Artetxe escudriñó todos los rincones de la habitación intentando encontrar algún indicio de la situación de su usufructuaria, pero no halló nada que pudiera servirle, así que se dedicó a hojear los libros que tenía esparcidos por las estanterías que completaban la decoración. Junto a los libros de texto abundaban los de poesía y narrativa, sobre todo novelas de ciencia ficción; quizá soñara con otros tiempos y otros mundos, pero por mucho que uno huya siempre acaba encontrándose con el mismo mundo en la misma época, pensó con tristeza Artetxe. En un cajón de la mesa encontró una agenda y un álbum de fotos. Se guardó la agenda en un bolsillo, con la esperanza de que alguna de las direcciones allí apuntadas pudiera aportarle algún dato de interés. Después de hacer esto requisó dos instantáneas del álbum fotográfico; una de ellas era un primer plano de Begoña y la otra, una fotografía de un grupo en la playa, en la que podía vérsela junto a otros ocho amigos y amigas. Finalizada la inspección ocular dio aviso de que llamaran al primer miembro del servicio doméstico con quien tenía pensado hablar, Alicia Gómez, una joven de poco más de veinte años que oficiaba como doncella.

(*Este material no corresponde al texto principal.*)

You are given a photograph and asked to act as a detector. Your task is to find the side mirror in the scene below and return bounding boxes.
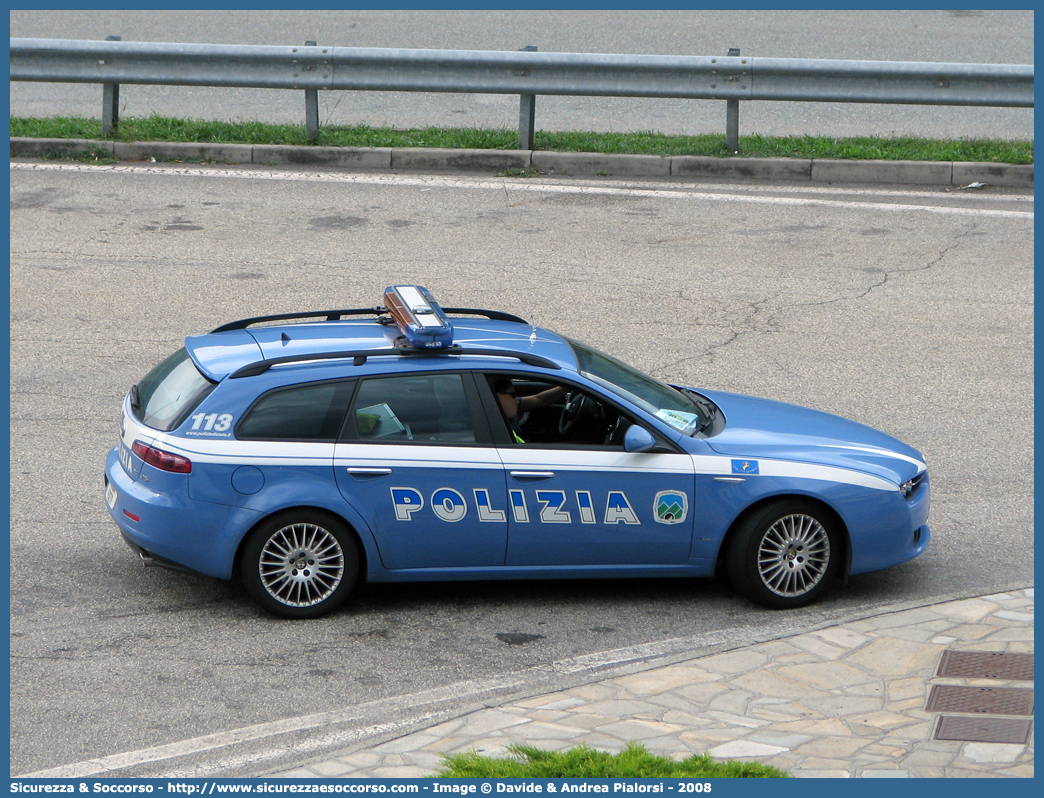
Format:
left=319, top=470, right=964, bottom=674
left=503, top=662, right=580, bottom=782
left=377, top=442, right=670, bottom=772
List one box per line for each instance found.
left=623, top=424, right=656, bottom=451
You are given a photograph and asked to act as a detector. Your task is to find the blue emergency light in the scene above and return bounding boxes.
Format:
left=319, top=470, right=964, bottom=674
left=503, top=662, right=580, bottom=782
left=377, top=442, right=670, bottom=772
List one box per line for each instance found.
left=384, top=285, right=453, bottom=349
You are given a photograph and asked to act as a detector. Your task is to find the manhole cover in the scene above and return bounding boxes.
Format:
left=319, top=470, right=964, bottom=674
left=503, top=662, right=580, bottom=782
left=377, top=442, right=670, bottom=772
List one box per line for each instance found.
left=936, top=651, right=1034, bottom=682
left=925, top=684, right=1034, bottom=715
left=935, top=714, right=1033, bottom=745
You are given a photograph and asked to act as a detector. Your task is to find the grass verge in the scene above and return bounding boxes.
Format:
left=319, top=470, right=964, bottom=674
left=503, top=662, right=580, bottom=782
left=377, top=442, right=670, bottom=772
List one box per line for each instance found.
left=10, top=116, right=1034, bottom=164
left=436, top=743, right=789, bottom=778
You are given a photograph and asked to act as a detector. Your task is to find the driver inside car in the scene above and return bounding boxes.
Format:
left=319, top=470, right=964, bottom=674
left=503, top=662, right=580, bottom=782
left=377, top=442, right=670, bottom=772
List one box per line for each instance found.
left=493, top=377, right=566, bottom=443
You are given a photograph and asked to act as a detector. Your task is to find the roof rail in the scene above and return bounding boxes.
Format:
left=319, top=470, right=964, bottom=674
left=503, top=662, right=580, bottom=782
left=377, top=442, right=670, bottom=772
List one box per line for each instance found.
left=229, top=346, right=562, bottom=379
left=211, top=305, right=529, bottom=333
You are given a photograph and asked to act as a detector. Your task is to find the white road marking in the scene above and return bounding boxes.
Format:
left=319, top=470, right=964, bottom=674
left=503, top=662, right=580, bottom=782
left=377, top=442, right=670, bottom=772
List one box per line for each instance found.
left=10, top=162, right=1034, bottom=220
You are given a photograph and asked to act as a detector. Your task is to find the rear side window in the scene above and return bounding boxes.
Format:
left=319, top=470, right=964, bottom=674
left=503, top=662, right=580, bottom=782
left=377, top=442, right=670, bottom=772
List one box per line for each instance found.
left=345, top=374, right=475, bottom=443
left=236, top=382, right=351, bottom=441
left=131, top=347, right=217, bottom=431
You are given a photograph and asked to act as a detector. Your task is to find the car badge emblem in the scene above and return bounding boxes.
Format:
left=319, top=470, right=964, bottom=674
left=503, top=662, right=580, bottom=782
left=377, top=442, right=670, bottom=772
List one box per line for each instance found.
left=653, top=491, right=689, bottom=523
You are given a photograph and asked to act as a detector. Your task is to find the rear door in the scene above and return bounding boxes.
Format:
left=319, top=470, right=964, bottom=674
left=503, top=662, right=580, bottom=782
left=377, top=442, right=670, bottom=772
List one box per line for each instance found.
left=334, top=372, right=507, bottom=569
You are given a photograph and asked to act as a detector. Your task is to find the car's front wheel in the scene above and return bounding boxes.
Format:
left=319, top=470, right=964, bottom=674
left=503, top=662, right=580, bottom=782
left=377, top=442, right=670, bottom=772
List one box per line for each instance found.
left=241, top=510, right=359, bottom=618
left=726, top=499, right=840, bottom=609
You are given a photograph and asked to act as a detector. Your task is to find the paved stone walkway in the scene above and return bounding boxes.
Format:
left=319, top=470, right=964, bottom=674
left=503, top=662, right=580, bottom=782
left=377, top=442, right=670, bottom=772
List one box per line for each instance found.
left=267, top=588, right=1034, bottom=778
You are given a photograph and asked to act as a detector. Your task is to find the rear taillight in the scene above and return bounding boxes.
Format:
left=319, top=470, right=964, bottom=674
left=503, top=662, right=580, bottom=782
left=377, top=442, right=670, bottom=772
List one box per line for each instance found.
left=131, top=441, right=192, bottom=474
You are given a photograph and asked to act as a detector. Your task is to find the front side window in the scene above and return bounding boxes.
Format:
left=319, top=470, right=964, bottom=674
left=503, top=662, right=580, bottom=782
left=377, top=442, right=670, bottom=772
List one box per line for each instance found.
left=345, top=374, right=475, bottom=443
left=566, top=338, right=710, bottom=436
left=236, top=382, right=351, bottom=441
left=487, top=374, right=631, bottom=448
left=131, top=347, right=216, bottom=431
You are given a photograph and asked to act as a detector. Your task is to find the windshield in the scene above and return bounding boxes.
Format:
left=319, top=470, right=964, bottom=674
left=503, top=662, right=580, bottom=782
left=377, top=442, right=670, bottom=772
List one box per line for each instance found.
left=131, top=347, right=215, bottom=431
left=566, top=338, right=710, bottom=436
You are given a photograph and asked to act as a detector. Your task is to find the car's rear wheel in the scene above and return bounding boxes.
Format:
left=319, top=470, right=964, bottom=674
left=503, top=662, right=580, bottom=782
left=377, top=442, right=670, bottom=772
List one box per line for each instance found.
left=241, top=510, right=359, bottom=618
left=726, top=499, right=840, bottom=609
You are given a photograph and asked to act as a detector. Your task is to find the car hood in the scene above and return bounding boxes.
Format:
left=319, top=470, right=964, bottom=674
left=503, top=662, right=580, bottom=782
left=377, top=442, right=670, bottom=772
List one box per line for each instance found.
left=697, top=391, right=926, bottom=485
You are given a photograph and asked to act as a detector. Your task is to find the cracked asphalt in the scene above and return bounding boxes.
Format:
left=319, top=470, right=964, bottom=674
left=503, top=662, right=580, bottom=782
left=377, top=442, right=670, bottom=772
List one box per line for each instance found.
left=10, top=162, right=1034, bottom=775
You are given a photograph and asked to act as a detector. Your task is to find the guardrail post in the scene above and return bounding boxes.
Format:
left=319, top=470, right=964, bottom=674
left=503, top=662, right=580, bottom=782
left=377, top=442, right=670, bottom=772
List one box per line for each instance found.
left=518, top=44, right=537, bottom=149
left=305, top=42, right=319, bottom=141
left=101, top=36, right=123, bottom=136
left=725, top=47, right=739, bottom=156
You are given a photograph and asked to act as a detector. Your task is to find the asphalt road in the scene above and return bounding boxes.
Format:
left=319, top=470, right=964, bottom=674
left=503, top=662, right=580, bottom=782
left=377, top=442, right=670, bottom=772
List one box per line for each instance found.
left=10, top=162, right=1034, bottom=775
left=10, top=8, right=1034, bottom=139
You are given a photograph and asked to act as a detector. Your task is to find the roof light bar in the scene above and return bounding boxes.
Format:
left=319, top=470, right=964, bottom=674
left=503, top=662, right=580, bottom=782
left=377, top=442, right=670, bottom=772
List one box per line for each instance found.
left=384, top=285, right=453, bottom=349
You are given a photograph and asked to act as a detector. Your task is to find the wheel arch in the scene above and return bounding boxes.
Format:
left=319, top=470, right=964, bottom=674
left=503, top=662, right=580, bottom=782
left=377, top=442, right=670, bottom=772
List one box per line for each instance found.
left=232, top=504, right=370, bottom=582
left=714, top=493, right=852, bottom=583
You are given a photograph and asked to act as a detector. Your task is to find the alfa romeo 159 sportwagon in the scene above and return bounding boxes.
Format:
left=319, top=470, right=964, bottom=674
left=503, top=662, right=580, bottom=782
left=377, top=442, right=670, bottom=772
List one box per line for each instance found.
left=105, top=285, right=929, bottom=618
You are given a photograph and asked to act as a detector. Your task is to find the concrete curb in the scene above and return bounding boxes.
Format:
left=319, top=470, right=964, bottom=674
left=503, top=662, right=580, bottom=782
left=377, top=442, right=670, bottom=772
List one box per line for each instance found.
left=10, top=137, right=1034, bottom=189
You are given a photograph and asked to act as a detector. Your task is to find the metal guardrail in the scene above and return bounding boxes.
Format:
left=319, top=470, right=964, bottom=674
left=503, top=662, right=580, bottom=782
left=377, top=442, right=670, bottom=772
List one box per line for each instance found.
left=10, top=37, right=1034, bottom=149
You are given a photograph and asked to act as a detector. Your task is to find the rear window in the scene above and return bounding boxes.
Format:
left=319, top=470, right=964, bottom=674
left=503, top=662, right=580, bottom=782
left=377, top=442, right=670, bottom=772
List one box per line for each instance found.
left=131, top=347, right=217, bottom=431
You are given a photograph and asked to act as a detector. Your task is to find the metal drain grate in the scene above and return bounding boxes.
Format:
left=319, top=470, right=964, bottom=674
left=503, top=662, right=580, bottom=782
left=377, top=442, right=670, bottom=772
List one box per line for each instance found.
left=936, top=651, right=1034, bottom=682
left=935, top=715, right=1033, bottom=745
left=925, top=684, right=1034, bottom=715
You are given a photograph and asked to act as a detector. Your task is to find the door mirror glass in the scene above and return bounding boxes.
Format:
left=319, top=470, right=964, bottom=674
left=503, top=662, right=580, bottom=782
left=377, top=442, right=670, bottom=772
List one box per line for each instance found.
left=623, top=424, right=656, bottom=451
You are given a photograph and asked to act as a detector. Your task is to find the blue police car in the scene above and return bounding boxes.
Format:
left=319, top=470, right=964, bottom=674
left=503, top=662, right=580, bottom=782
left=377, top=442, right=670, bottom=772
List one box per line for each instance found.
left=105, top=285, right=929, bottom=618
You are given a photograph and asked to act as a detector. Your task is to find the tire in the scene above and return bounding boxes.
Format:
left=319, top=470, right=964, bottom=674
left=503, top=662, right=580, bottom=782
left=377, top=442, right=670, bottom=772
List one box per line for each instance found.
left=726, top=499, right=841, bottom=610
left=241, top=510, right=359, bottom=618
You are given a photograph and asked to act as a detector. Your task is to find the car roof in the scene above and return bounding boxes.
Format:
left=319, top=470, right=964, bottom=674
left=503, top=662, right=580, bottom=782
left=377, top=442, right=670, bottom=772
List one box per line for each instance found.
left=185, top=308, right=577, bottom=381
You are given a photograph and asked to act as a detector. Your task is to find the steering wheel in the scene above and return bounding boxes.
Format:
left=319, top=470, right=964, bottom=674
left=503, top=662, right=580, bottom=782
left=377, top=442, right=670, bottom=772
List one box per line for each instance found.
left=559, top=391, right=590, bottom=435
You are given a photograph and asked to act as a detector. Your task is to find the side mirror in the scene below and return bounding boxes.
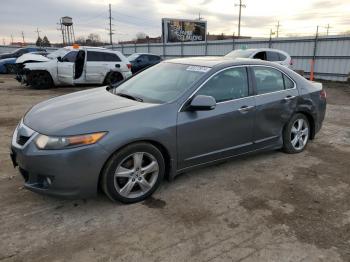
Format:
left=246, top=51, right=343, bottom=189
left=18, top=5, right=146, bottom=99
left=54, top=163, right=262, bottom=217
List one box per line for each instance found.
left=189, top=95, right=216, bottom=111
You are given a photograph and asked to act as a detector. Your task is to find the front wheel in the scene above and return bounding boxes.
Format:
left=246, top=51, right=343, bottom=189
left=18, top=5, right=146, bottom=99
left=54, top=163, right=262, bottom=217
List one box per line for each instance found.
left=283, top=114, right=310, bottom=154
left=102, top=143, right=165, bottom=203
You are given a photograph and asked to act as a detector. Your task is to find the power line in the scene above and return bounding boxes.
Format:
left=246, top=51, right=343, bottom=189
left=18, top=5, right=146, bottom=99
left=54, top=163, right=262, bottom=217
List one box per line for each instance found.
left=235, top=0, right=247, bottom=37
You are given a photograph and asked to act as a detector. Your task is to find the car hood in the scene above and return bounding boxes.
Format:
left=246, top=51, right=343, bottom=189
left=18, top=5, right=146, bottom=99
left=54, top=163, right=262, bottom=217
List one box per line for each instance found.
left=16, top=53, right=50, bottom=64
left=23, top=87, right=152, bottom=135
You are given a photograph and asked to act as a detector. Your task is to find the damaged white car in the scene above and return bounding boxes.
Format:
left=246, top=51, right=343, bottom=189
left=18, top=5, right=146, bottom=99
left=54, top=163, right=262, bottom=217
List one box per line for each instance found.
left=16, top=45, right=132, bottom=89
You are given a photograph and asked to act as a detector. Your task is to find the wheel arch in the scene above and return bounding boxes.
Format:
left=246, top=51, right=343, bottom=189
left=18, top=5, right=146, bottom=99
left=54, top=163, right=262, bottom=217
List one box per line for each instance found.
left=97, top=139, right=173, bottom=190
left=294, top=110, right=315, bottom=140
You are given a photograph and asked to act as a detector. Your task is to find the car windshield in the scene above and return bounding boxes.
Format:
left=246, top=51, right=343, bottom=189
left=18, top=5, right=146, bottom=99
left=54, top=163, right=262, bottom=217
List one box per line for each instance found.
left=128, top=54, right=140, bottom=61
left=47, top=48, right=70, bottom=59
left=112, top=62, right=210, bottom=104
left=225, top=50, right=254, bottom=58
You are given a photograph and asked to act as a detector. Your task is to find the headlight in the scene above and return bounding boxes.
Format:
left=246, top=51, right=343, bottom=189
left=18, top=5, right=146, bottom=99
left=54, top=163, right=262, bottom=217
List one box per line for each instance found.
left=35, top=132, right=107, bottom=149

– Don Jaime me ha dicho que desea hablar conmigo -fue lo primero que dijo según entró en la habitación-. ¿Qué es lo que desea saber?

– Estoy buscando a Begoña, la hija de su patrón, en nombre de su novio, don Carlos Arróniz-. El cliente le había autorizado a usar su nombre, lo que facilitaba las gestiones, sobre todo con Alicia, que, según palabras del propio Arróniz, «simpatizaba» con su causa.

– ¡Pobre idiota! Todavía sigue enamorado de ella -comentó de un modo menos respetuoso de lo esperado.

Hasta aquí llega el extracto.